Given we know Other Public refers to the military or Veterans Adminstration, we can see states like HI, VA, NV have a larger proportion of military or VA Other Public type coverage. While a state like AK has a similar proportion of Other Public coverage, it has a much larger spending per capita.

We also see a negative relationship with the Uninsured type. The more states spend, the less uninsured people in the state.

5. Create boxplots using geom_boxplot()

Next, let’s revisit the second question.

  1. Which US states spend the most and which spend the least on healthcare? How does the spending distribution change across geographic regions in the United States?
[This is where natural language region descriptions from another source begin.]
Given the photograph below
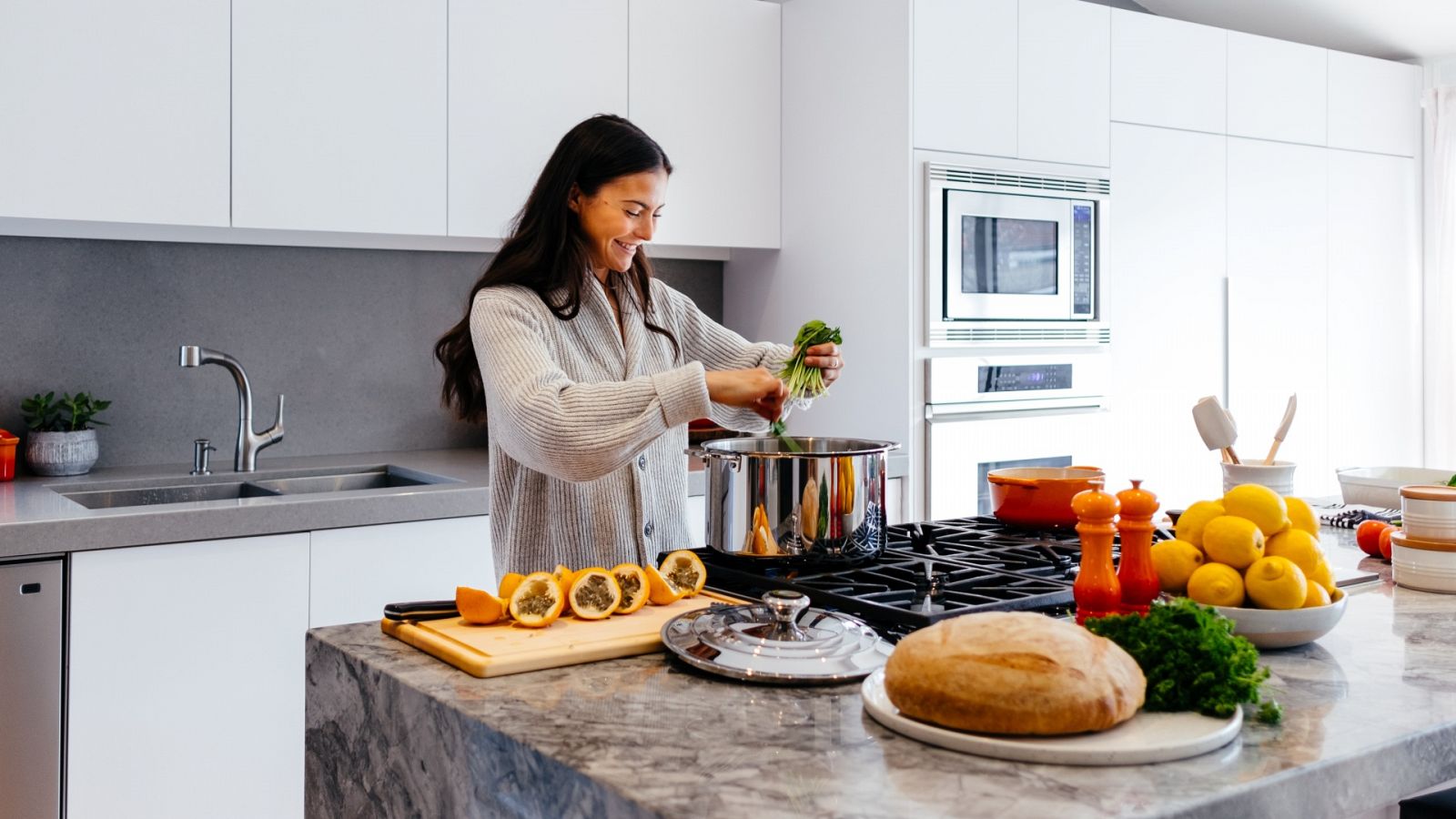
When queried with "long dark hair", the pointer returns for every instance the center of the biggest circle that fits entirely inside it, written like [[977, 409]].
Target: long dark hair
[[546, 249]]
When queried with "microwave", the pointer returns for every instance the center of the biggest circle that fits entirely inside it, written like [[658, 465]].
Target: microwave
[[1006, 247]]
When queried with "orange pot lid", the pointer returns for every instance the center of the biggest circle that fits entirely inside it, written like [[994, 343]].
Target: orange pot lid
[[1421, 544], [1433, 491]]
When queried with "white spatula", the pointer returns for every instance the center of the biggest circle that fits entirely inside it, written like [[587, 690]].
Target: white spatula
[[1215, 426], [1283, 429]]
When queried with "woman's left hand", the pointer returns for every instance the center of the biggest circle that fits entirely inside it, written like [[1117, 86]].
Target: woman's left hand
[[827, 359]]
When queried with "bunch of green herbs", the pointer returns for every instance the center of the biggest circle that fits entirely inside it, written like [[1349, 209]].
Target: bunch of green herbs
[[1191, 659]]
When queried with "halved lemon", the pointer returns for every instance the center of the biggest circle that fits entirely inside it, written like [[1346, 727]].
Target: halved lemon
[[538, 601], [594, 593], [509, 583], [632, 581], [684, 570], [478, 606], [662, 591]]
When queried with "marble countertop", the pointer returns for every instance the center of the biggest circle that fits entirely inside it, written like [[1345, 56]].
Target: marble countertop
[[36, 519], [1369, 717]]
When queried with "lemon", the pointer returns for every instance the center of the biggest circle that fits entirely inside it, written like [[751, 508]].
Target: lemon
[[1300, 515], [1322, 574], [1276, 583], [1298, 545], [1315, 596], [1194, 518], [1176, 561], [1232, 541], [1216, 584], [1259, 504]]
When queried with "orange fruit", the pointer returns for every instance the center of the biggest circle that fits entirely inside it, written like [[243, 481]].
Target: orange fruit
[[509, 583], [594, 593], [480, 608], [662, 591], [632, 581], [684, 570], [538, 601]]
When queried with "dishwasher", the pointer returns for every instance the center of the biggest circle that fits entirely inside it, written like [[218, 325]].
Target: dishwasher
[[33, 608]]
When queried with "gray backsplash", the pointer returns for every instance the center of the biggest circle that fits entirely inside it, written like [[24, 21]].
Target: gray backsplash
[[346, 334]]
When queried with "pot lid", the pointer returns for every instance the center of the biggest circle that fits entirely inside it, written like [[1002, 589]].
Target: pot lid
[[779, 640]]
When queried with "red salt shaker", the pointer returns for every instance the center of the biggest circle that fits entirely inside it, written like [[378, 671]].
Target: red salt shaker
[[1096, 589], [1135, 571]]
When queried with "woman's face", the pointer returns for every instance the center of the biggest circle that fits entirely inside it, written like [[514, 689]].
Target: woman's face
[[621, 216]]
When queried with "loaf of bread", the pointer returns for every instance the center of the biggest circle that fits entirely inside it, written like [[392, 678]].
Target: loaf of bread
[[1016, 673]]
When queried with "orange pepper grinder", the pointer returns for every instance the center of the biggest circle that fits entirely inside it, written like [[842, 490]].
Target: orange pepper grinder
[[1096, 589], [1135, 571]]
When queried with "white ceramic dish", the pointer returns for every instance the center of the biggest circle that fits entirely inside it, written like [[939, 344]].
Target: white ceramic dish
[[1424, 570], [1380, 486], [1429, 511], [1147, 738], [1280, 629]]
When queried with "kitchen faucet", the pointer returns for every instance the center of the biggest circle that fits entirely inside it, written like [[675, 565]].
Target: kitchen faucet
[[245, 460]]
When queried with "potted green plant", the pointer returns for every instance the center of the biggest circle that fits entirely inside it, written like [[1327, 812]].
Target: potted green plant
[[62, 439]]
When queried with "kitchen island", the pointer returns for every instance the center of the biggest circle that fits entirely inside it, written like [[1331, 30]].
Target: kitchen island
[[1369, 717]]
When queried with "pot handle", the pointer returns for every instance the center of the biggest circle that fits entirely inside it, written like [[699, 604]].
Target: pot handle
[[733, 458]]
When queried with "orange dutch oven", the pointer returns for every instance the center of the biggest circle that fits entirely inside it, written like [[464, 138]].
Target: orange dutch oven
[[1040, 496]]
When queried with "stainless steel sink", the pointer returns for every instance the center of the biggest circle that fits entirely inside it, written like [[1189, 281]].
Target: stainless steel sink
[[261, 486]]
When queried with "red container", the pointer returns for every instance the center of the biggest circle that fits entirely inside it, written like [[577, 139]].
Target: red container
[[7, 455], [1040, 496]]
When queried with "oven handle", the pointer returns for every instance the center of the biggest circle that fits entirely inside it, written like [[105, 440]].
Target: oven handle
[[957, 413]]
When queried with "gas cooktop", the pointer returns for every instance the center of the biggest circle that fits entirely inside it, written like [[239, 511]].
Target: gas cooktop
[[929, 571]]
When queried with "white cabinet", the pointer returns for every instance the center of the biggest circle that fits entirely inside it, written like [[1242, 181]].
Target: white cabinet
[[1279, 299], [116, 111], [1168, 73], [1278, 89], [1165, 300], [1375, 106], [187, 680], [966, 76], [703, 82], [357, 570], [1375, 310], [1062, 89], [502, 128], [339, 116]]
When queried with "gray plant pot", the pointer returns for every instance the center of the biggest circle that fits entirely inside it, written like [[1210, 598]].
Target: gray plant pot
[[62, 453]]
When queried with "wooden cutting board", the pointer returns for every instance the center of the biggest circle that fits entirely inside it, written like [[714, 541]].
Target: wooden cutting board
[[504, 647]]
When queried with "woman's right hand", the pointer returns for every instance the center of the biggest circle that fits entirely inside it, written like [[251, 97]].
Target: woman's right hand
[[754, 389]]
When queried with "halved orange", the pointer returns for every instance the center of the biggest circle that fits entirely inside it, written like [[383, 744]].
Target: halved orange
[[662, 591], [633, 586], [509, 583], [478, 606], [594, 593], [684, 570], [538, 601]]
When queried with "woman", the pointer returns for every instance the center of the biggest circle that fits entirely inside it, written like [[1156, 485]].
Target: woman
[[587, 369]]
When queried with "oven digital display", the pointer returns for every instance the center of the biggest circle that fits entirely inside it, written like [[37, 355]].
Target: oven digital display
[[1021, 378]]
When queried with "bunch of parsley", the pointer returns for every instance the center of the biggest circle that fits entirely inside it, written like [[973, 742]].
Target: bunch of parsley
[[1191, 659]]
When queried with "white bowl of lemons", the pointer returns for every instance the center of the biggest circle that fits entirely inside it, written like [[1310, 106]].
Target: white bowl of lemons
[[1256, 557]]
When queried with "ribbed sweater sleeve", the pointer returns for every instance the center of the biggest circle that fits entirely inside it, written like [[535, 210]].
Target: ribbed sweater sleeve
[[721, 349], [561, 428]]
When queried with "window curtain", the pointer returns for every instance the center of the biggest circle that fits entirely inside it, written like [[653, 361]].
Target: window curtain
[[1441, 281]]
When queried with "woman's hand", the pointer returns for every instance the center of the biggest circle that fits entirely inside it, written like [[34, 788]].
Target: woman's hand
[[827, 359], [754, 389]]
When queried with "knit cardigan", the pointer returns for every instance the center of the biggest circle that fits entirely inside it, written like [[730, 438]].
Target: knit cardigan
[[587, 424]]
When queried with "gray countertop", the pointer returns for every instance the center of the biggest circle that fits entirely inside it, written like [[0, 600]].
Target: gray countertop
[[1369, 717]]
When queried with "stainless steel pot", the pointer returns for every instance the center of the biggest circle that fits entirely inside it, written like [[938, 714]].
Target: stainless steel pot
[[822, 504]]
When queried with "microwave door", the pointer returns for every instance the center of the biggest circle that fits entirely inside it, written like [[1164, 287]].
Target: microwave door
[[1006, 257], [961, 448]]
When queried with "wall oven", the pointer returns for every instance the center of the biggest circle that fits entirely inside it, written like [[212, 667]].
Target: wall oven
[[1016, 249], [1016, 410]]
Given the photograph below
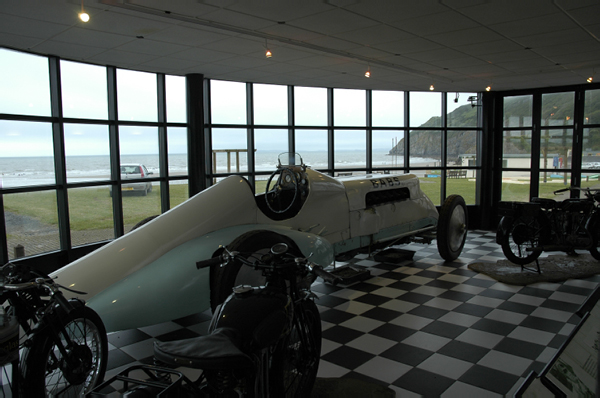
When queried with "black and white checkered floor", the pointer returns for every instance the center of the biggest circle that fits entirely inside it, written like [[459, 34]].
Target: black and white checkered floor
[[424, 327]]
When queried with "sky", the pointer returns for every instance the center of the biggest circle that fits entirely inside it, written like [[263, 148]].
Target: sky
[[24, 85]]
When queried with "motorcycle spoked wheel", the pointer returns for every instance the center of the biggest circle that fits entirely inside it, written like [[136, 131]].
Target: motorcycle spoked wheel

Let’s try making a boxplot with ggplot2. If you recall, the way to do this in base R was:

boxplot(hc$spending_capita ~ hc$region)

Now, we introduce the geom_boxplot() function. Note, we needed to tell ggplot2 what needs to be along the x and y axis in aes().

hc %>% 
  ggplot(aes(x = region, y = spending_capita)) + 
  geom_boxplot()

6. Facet by two variables using facet_grid

  1. Does the relationship between healthcare coverage and healthcare spending in the United States change from 2013 to 2014?

Let’s try faceting by both year and type. Note that we can facet by rows putting a column name before the ~ and facet by columns putting a column name after the ~. We are also using facet_grid() instead of facet_wrap().

p <- hc %>%
  ggplot(aes(x = spending_capita, y = prop_coverage, 
             color = region)) + 
  geom_point() + 
  xlab("spending per capita") + 
  ylab("coverage proportion") + 
  geom_smooth(method = "lm", col = "red") + 
  geom_text_repel(aes(label=abb)) 

p + facet_grid(year~type, scales="free")

p + facet_grid(year~type)

Summary

The total healthcare expenditure is associated with the population. To make a fair comparison, we create “healthcare expenditure per capita.” Further, the exploratory analysis via data visualization showed higher spending in healthcare per capita is positively associated with higher employer coverage proportion and is negatively associated with the porportion of uninsured population across the States.